GNU/Linux allows multiple accounts, or users. When the system is installed, at least one user, the superuser, or root is made. And perhaps a normal user is made as well. If the home directory of the normal user is also made, the normal user can manipulate files, install programs under its home directory. But the normal user can not manipulate other files on the system, including system files and those made by other users.

The superuser, or root has administration privileges. Root can access all files on the system and add, change, or delete any other users.

The information of all users in a GNU/Linux system is normally stored in the file "/etc/passwd".


The passwords of all users are encrypted and normally stored in "/etc/shadow".

Normal users can set their own password but often with restrictions.

Root can manipulate all users' passwords.

Set Password

passwd [USER]

Follow the instructions to set the password. If USERNAME is omitted, set the password of the current user. For example:

[Texpion@com ~]$ passwd
Changing password for user Texpion.
Current password:
New password: 
Retype new password: 
passwd: all authentication tokens updated successfully.

Other Manipulations (by root only)

"passwd" options:

  • -d, --delete: delete the password for the named account so that the account can be logged in without a password.
  • -l, --lock: make the named account unable to be logged in with even the correct password. Note that the user can still log in by other means of authentication such as the ssh public key authentication.
  • -u, --unlock
  • -f, --force: Force the specified operation.

Make a New User

useradd -m USER

Make (create) a new user. By default, the new user will belong to a newly made group named USER (same as the user name).

"useradd" options:

  • -m, --create-home: create the user's home directory, which is "/home/USERNAME" by default.
  • -d, --home-dir HOME_DIR: Set the home directory of the new account as HOME_DIR. Should be used with "-m".
  • -g, --gid GROUP: set the primary group of the new account, GROUP is a group name or a group id (gid).

Change a User's Name

usermod -l NEW_NAME OLD_NAME

Change a User's name (login name).

"usermod" option:

  • -l, --login NEW_NAME: new value of the login name.

Change a user's Home Directory

usermod -d HOME_DIR USER

Change a user's home directory. To move contents of the old home directory to the new location, add "-m".

"usermod" option:

  • -d, --home-dir HOME_DIR: new home directory for the user account.
  • -m, --move-home: move contents of the home directory to the new location (use only with -d).
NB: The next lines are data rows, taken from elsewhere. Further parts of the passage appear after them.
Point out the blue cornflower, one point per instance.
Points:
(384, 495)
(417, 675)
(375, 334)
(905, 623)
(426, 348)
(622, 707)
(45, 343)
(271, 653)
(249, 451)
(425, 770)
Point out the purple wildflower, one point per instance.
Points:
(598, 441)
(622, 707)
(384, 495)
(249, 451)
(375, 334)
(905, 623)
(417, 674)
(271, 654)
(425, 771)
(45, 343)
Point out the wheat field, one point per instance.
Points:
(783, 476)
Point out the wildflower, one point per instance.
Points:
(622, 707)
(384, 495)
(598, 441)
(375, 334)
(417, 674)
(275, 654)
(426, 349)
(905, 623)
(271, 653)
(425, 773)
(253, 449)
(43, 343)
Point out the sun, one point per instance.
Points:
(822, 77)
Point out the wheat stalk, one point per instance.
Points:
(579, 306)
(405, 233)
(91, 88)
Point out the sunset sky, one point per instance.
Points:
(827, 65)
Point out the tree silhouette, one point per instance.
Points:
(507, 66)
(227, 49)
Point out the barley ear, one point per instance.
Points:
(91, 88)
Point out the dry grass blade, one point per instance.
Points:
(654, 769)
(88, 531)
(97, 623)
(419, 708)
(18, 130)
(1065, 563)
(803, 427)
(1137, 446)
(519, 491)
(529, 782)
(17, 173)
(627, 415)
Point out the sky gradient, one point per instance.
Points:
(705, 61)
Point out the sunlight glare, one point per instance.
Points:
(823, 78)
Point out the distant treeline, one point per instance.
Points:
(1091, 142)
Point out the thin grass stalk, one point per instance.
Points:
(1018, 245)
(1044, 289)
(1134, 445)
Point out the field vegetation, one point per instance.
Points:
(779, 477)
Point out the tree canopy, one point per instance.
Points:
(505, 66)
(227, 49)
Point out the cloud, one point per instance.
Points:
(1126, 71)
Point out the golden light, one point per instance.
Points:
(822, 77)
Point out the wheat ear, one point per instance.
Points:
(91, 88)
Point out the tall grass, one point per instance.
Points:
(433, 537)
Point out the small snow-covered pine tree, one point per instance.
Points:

For example, the following command moves contents of the home directory of the user Texpion to the new home directory "/home/new".

[root@com ~]$ usermod -md /home/new Texpion

Change a User's Group(s)

Change a User's Primary Group

usermod -g GROUP USER

Change a user's primary group. GROUP can be a group name or a group id (gid).

"usermod" option:

  • -g, --gid GROUP: force use GROUP as the new primary group.

Append supplementary groups

usermod -aG GROUP... USER

Append GROUP(S) as USER's supplementary group(s). GROUP can be a group name or a group id (gid).

"usermod" option:

  • -G, --groups GROUPS: new list of supplementary GROUPS.
  • -a, --append: append the user to the supplemental GROUPS mentioned by the -G option without removing the user from other groups.

We also introduce adding a user to a group with the "gpasswd" command in the Previous Part.

Delete a User

userdel USER

"userdel" options:

  • -r, --remove: remove home directory and mail spool
  • -f, --force: force some actions that would fail otherwise, e.g. removal of user still logged in or files, even if not owned by the user. Note that this option is dangerous and may leave your system in an inconsistent state.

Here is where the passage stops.